Peter Hunter (Paddy Considine, of The Bourne Ultimatum) isn’t the punching bag that Dunford is – he is afforded a veneer of professional courtesy by most of his colleagues, though one of them, a defiantly obstinate thug named Bob Craven (Sean Harris), lets him know he’s not welcome. Hunter takes over the search for the notorious Yorkshire Ripper, behind whose 13 real-life murders the police have been hiding some of their own, but the investigator’s efforts are derailed prematurely by a well-organized smear campaign.
The Ripper is apprehended, with Hunter relegated to the sidelines, but even this is a hollow victory. Yorkshire continues to decay from within, and the rogue cops responsible remain unaccountable.

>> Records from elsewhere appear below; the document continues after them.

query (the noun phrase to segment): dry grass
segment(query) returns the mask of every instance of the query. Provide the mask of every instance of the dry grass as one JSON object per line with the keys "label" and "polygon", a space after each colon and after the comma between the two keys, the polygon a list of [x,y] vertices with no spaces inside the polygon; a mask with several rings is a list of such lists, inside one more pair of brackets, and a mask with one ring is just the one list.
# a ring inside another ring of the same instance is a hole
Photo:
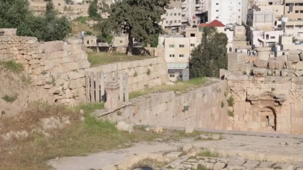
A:
{"label": "dry grass", "polygon": [[[96,120],[89,113],[96,109],[102,109],[103,104],[83,105],[76,108],[46,104],[31,107],[18,119],[1,119],[0,124],[2,123],[5,126],[0,126],[0,134],[9,130],[29,130],[39,122],[40,118],[54,115],[71,116],[73,118],[71,124],[62,129],[48,132],[51,135],[49,137],[31,134],[23,139],[0,139],[0,170],[48,169],[50,167],[47,161],[57,157],[82,156],[129,147],[133,143],[151,141],[158,138],[168,141],[192,136],[176,131],[165,130],[162,134],[155,134],[140,128],[135,128],[132,134],[118,131],[114,124]],[[78,119],[80,109],[83,109],[87,113],[84,122]]]}
{"label": "dry grass", "polygon": [[176,82],[173,85],[162,85],[155,87],[147,88],[143,90],[131,92],[130,93],[130,98],[134,98],[149,93],[168,91],[183,92],[191,88],[200,86],[207,82],[207,78],[201,78],[191,79],[188,82],[179,81]]}
{"label": "dry grass", "polygon": [[116,62],[132,61],[144,60],[154,57],[151,56],[128,56],[122,53],[97,53],[88,52],[88,61],[91,63],[91,67],[94,67],[106,64]]}

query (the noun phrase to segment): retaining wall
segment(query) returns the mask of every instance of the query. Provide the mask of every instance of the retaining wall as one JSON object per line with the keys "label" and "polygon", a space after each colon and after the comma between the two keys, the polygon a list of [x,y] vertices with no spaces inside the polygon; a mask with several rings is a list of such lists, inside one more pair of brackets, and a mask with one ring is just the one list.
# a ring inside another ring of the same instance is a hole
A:
{"label": "retaining wall", "polygon": [[87,71],[128,73],[130,91],[154,87],[168,81],[167,65],[162,57],[104,65]]}
{"label": "retaining wall", "polygon": [[232,130],[224,94],[226,89],[226,81],[217,80],[185,93],[152,94],[136,98],[132,104],[102,118],[136,124]]}

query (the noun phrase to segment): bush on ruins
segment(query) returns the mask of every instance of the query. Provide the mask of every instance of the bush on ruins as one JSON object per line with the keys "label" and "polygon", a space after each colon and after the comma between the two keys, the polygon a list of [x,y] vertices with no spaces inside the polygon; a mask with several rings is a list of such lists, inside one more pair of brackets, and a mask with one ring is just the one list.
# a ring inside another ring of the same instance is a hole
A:
{"label": "bush on ruins", "polygon": [[17,35],[43,41],[63,40],[71,32],[70,22],[57,16],[51,0],[43,16],[33,15],[27,0],[0,0],[0,28],[17,28]]}
{"label": "bush on ruins", "polygon": [[193,50],[189,62],[191,78],[218,77],[220,69],[226,69],[227,37],[213,27],[203,29],[201,44]]}

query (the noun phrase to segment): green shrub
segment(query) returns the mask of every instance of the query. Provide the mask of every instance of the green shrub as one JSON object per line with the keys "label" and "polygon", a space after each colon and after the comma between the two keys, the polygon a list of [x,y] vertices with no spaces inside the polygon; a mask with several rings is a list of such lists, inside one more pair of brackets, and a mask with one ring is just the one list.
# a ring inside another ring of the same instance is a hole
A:
{"label": "green shrub", "polygon": [[228,99],[227,99],[227,103],[228,104],[228,106],[230,107],[233,107],[234,106],[234,105],[235,104],[235,99],[234,99],[234,97],[233,97],[232,96],[231,96],[230,97],[229,97],[229,98],[228,98]]}
{"label": "green shrub", "polygon": [[148,70],[148,72],[146,72],[147,75],[148,75],[148,76],[150,76],[151,75],[151,70],[150,70],[150,69],[149,69],[149,70]]}
{"label": "green shrub", "polygon": [[1,62],[0,62],[0,65],[14,73],[19,73],[23,70],[22,64],[17,64],[14,60]]}
{"label": "green shrub", "polygon": [[8,103],[11,103],[16,100],[16,97],[12,95],[5,95],[2,99]]}

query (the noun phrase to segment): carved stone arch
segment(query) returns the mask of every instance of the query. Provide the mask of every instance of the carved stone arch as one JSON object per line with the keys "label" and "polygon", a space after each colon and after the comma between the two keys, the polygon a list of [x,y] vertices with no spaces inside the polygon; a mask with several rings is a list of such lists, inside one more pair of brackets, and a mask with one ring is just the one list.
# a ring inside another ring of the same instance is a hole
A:
{"label": "carved stone arch", "polygon": [[264,106],[259,110],[261,126],[264,131],[277,131],[277,114],[278,113],[272,105]]}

Marsh depicts their transgressions in a fashion far more straightforward than Jarrold’s, and for that we can be grateful: If 1974 establishes the trilogy’s tone, 1980 helps us make sense of Grisoni’s story. Critical details emerge, characters previously in the shadows step to the forefront, and at last we begin to understand what Dunford and Hunter are up against – the unchecked depravity of men drunk with power and driven by greed, who will stop at nothing to conceal their crimes.
The trilogy’s third act, 1983, is a similarly unvarnished affair, directed by Anand Tucker (Hilary and Jackie), and for the first time we sense cause for hope. Can the righteous – embodied here by an unkempt lawyer (Mark Addy, of The Full Monty) and a dirty cop (David Morrissey) whose conscience compels him to take a stand – stem the tide of corruption? Even after so much bloodshed, it seems strangely possible.
The last chapter deals with another child murder, similar to the so-called Moors murders documented in 1974, and some begin to suspect that the man convicted of those earlier killings might have been goaded into a false confession. John Piggott (Addy) effectively reopens the case, and though his fact-finding techniques are neither as savvy as Hunter’s nor as dogged as Dunford’s, he gets results.
Joining his cause, however hesitantly, is Maurice Jobson (Morrissey), a high-ranking policeman whose tolerance for brutality has been exhausted. He stymies Piggott at first, clinging to the lies he’s been selling for nearly a decade, but his heart is no longer in it. In an eleventh-hour bid for redemption, he sets out in pursuit of a well-connected predator who, after drifting in and out of the story until now, reveals his amoral depths in 1983.
Rarely has human misery arrived in such a handsome package. Taken individually, the Red Riding movies are as stylish and morbidly enthralling as they are repellent; together, the parts add up to an immensely satisfying whole. (As a stand-alone, 1974 works best, though 1980 is ultimately more rewarding, and loaded with bigger surprises.) It’s doubtful audiences will tolerate such a sobering ride over five-plus hours, though viewing the films in succession is the most efficient way to navigate their many twists and turns.
The performances in all three movies are uniformly impressive, with Garfield, Considine and Morrissey skillfully anchoring their respective chapters. Other standouts include Bean, who has a gift for playing villains both seductive and deadly, and Rebecca Hall (Vicky Cristina Barcelona) who plays a grieving mother forced into a most compromising position in 1974.
Those electing to view the movies via cable’s IFC On Demand should consider taking advantage of closed captioning. The Yorkshire accents are thick and sometimes difficult to understand, particularly in 1974, the murkiest of the three thrillers even without the added complication of a language barrier. By the time we arrive at 1983’s rousing climax, the intricacies of Peace and Grisoni’s stories have been powerfully illuminated, and we are left to contemplate their messy aftermath, emotionally battered but relieved to have reached the light at the end of a very dark tunnel.
Red Riding: 1974 is now playing at the Lumiere Theatre in San Francisco and the Shattuck Cinemas in Berkeley. It is available to cable subscribers via IFC On Demand.